Diposting pada 62 views

Pondok Pesantren Al-Munawwir Komplek Q merupakan pondok pesantren khusus putri yang berdiri pada tahun 1989 oleh K.H. Ahmad Warson Munawwir, sang penulis kamus Al-Munawwir. Pondok pesantren dengan jenjang pendidikan tidak hanya untuk santri pelajar, namun juga untuk santri mahasiswa.

Memasuki era digitalisasi modern, timbul suatu keresahan yang dialami oleh santri khususnya santri mahasiswa Komplek Q. Perlu diketahui bahwasanya mayoritas dari santri Komplek Q adalah mahasiswi. Sehingga, yang menjadi keresahannya adalah tantangan menjadi santri pesantren yang sekaligus menjadi mahasiswa di perguruan tinggi.

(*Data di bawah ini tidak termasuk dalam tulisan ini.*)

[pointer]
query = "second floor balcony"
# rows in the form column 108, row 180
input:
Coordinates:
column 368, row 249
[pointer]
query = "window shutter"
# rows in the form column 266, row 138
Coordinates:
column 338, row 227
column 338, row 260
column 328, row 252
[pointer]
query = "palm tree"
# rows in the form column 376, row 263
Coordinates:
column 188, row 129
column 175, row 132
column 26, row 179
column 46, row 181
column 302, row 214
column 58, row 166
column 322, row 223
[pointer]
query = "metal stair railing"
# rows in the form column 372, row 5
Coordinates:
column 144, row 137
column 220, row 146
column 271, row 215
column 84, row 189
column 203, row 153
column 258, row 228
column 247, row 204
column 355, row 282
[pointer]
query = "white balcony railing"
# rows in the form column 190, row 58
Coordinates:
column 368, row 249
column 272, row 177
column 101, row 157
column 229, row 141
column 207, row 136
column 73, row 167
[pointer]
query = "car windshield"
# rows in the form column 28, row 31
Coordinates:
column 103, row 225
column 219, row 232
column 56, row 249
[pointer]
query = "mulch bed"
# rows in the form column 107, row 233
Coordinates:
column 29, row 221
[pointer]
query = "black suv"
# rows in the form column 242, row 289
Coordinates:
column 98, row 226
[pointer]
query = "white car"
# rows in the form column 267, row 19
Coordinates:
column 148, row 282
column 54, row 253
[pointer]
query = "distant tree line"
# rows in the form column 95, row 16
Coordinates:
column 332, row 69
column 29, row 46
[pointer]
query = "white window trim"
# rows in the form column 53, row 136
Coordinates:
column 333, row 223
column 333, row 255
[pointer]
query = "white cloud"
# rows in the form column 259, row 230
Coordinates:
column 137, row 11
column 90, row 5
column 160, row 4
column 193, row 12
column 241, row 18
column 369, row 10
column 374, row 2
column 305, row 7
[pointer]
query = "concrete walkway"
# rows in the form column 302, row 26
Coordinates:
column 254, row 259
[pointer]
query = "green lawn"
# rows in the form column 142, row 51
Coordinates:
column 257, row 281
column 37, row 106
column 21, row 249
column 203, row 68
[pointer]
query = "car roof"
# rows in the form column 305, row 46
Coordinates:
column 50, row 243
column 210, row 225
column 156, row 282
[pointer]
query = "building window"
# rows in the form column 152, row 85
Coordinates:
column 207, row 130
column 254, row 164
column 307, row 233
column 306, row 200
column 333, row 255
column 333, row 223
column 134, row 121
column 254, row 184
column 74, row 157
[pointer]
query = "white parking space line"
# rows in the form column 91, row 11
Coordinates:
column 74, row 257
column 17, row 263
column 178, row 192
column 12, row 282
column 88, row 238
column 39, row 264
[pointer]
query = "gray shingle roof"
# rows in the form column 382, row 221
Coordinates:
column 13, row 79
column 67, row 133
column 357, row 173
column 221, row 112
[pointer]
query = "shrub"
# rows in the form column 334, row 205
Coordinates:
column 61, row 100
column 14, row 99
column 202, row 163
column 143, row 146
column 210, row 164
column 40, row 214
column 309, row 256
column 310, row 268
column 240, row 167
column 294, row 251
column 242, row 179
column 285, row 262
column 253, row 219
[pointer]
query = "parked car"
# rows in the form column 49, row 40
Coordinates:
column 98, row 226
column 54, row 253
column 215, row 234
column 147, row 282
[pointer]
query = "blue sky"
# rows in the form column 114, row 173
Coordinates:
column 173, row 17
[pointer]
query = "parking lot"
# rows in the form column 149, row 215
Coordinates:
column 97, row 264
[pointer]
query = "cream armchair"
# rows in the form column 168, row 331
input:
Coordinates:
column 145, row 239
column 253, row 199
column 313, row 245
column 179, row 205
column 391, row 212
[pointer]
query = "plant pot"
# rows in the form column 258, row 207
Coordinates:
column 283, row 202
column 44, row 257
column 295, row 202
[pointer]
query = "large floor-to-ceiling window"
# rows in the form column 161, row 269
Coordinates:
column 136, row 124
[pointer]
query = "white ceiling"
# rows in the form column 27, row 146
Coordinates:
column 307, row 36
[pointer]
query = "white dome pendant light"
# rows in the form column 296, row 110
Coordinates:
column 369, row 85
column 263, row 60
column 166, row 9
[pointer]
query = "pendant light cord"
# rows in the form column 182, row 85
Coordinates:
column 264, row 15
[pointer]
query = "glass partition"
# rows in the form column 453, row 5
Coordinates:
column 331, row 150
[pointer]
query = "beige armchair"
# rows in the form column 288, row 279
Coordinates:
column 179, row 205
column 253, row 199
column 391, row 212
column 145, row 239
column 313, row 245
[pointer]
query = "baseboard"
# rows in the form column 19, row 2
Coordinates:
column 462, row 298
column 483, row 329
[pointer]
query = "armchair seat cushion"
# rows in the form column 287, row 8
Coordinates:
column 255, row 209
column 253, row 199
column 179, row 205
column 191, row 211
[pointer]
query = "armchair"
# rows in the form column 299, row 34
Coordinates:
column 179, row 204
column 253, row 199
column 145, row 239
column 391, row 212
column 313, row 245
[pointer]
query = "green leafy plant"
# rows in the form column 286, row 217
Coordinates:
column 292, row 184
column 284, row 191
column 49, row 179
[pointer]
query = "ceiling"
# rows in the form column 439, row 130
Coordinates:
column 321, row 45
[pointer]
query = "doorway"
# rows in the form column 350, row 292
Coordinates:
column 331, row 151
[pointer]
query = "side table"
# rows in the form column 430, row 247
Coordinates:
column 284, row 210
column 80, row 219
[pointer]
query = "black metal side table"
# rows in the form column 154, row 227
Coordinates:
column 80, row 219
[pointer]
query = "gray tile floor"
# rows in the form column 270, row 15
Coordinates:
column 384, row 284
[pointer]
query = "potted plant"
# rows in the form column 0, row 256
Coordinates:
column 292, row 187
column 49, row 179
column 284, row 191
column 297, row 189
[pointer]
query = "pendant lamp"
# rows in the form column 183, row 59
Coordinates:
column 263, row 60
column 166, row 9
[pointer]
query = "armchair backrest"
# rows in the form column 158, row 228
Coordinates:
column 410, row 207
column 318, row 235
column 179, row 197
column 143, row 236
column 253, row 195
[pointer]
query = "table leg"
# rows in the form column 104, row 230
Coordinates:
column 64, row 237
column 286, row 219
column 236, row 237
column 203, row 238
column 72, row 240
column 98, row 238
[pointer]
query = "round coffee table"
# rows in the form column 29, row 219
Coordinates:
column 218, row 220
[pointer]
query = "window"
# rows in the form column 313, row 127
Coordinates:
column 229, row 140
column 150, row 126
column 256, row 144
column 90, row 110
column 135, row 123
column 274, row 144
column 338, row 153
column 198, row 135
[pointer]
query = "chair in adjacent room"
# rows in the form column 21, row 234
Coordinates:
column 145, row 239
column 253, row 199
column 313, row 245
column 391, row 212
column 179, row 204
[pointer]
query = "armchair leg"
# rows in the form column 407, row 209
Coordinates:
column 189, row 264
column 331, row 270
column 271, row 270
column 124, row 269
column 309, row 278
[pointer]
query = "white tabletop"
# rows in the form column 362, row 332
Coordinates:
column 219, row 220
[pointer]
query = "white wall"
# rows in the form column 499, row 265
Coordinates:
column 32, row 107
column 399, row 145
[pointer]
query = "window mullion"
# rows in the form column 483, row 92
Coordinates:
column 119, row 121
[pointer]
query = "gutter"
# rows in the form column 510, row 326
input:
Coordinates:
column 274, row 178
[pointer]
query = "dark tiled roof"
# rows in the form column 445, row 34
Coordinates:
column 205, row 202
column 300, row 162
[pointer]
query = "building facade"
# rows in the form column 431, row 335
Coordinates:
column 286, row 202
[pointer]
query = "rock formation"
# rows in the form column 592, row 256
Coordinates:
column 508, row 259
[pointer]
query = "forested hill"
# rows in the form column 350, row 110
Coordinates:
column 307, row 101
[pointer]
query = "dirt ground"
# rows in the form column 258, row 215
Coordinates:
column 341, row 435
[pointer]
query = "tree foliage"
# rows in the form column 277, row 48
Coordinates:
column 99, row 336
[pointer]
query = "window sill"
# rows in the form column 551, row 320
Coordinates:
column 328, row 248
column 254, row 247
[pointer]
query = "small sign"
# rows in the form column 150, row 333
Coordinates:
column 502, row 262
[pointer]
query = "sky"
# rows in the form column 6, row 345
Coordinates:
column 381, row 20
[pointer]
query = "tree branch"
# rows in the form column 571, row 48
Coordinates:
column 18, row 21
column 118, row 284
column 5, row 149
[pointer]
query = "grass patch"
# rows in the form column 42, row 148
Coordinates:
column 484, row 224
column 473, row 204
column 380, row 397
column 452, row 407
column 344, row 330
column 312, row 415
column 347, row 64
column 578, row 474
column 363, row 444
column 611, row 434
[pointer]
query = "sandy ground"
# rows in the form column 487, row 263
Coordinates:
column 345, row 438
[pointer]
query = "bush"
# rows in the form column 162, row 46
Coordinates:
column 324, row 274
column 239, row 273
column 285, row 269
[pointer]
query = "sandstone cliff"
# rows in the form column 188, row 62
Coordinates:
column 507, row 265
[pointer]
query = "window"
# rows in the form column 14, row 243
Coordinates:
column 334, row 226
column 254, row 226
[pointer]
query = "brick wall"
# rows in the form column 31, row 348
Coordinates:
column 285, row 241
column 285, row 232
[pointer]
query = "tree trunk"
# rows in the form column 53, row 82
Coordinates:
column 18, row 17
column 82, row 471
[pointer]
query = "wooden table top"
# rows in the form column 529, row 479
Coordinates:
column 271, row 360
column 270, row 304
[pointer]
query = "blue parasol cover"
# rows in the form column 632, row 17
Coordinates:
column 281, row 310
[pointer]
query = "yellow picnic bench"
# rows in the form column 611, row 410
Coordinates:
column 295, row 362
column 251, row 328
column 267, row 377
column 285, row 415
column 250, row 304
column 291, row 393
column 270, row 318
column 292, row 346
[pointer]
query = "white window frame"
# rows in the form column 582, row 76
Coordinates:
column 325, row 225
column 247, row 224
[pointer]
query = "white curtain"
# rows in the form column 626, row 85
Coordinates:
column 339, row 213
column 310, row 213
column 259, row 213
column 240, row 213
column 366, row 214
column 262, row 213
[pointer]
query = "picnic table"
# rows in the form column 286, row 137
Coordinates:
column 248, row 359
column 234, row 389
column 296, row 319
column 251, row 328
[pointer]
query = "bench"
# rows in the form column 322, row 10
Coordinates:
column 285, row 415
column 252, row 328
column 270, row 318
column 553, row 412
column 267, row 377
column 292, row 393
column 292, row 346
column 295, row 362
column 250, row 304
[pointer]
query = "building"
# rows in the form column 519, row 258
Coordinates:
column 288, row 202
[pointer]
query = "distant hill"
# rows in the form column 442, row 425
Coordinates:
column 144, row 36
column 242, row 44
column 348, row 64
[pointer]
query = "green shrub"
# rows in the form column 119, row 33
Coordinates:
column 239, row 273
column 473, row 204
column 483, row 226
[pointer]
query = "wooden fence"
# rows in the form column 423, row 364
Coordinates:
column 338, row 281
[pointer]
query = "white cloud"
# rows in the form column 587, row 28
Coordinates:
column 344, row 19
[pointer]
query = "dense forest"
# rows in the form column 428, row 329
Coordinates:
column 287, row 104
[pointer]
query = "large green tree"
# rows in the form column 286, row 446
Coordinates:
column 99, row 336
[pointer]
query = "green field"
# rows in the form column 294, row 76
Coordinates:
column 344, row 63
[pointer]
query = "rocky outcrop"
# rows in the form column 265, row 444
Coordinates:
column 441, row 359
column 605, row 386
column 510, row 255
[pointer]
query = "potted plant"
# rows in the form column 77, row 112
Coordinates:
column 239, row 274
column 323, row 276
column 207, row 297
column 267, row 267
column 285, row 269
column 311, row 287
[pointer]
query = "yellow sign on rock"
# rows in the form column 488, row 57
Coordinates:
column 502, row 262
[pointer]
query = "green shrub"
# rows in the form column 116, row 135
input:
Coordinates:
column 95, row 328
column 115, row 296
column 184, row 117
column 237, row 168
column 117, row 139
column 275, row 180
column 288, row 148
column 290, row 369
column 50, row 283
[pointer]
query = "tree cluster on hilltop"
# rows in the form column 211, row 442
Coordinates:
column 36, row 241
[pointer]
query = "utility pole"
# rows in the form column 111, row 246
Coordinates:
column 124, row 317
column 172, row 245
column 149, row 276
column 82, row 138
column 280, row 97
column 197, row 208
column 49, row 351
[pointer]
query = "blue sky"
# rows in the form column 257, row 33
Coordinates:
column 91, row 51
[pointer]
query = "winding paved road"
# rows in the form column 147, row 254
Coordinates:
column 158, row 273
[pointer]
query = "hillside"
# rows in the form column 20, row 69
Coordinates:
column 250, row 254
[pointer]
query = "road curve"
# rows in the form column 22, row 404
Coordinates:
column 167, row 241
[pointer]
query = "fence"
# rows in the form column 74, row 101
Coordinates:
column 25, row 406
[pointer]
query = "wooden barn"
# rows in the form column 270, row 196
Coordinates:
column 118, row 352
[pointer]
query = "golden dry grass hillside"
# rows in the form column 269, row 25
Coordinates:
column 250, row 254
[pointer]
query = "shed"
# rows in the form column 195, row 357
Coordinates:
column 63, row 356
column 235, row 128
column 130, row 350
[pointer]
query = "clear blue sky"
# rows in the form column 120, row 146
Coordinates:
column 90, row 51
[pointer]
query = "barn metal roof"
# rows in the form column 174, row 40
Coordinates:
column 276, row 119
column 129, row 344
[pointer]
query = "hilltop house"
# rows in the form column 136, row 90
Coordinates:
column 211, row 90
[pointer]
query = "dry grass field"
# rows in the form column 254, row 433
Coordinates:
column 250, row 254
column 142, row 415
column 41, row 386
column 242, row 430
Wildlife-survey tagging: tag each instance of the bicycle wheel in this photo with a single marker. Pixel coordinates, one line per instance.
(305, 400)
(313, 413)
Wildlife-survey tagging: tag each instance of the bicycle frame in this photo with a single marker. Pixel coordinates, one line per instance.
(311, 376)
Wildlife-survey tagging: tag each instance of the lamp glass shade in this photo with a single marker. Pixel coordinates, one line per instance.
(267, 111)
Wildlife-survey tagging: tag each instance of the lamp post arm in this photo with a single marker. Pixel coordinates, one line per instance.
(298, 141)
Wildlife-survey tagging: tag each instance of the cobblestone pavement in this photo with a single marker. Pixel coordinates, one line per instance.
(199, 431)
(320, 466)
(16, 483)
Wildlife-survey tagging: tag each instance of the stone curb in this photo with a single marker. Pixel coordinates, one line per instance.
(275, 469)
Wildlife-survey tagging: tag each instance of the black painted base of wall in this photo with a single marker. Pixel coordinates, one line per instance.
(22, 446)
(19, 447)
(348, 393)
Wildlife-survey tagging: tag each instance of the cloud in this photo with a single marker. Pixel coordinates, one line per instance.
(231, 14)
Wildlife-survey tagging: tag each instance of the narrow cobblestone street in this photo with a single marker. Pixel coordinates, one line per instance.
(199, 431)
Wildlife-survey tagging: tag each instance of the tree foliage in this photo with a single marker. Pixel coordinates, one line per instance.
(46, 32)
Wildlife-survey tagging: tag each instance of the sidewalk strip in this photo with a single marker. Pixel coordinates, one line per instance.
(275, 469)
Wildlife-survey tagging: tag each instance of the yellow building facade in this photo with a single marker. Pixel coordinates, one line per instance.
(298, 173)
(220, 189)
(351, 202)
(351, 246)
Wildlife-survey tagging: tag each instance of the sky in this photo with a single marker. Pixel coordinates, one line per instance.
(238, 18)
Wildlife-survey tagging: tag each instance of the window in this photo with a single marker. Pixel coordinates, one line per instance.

Tantangan-tantangan yang dialami seperti manajemen waktu, manajemen intelektual bagaimana cara mengkombinasikan ilmu-ilmu yang didapat ketika menjadi santri pesantren dan ilmu-ilmu umum yang didapat ketika menjadi mahasiswa di perguruan tinggi. Serta melihat pergaulan dalam perbedaan budaya dan tradisi ketika di pesantren maupun di kampus.

Baca Juga:  Seminar bersama Gus Rifqil dan Ning Imaz

Maka, pada acara Seminar Keputrian dan Kepemimpinan di Pondok Pesantren Al-Munawwir Komplek Q kali ini akan membahas mengenai keresahan tersebut. Yakni tentang tantangan menjadi santri sekaligus menjadi mahasiswa dengan narasumber luar biasa, Gus Rifqil Muslim Syuthi.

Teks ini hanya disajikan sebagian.